Dropping in is a skateboarding trick with which a skateboarder starts skating a half-pipe by dropping into it from the coping instead of starting from the bottom and pumping gradually for more speed. When a skateboarder drops in, they use their gravitational potential energy to gain initial velocity, allowing the skater to skate longer before exhausting themselves and thus to take more runs.

When a skateboarder drops in, they stand on the deck of a half-pipe, put their back foot on the tail of the skateboard, and push it so that the back wheels just roll over the coping into a position like in a tail stall. They then put their front foot on the deck, which now hangs over the half-pipe, lean forward, and start skating the half-pipe.
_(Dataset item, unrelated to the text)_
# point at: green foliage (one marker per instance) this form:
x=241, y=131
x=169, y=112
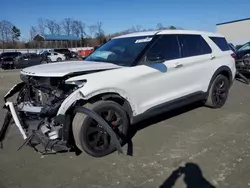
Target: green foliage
x=15, y=33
The highest drop-in ever was performed on 25 September 2025, during an event organized by Red Bull, by the Brazilian professional vert skateboarder Sandro Dias. He skated down the Fernando Ferrari Administrative Center, a government building shaped like a quarter pipe in Porto Alegre, Rio Grande do Sul, breaking not only the world record in the highest drop-in ever, but also the fastest speed reached on a standard skateboard (103 km/h, approximately 64 mph). Starting at a height of 55 meters, he gradually dropped in at 60, 65 and finally 70 meters. Guinness World Records representatives were present at the time of the event to verify the record breaking.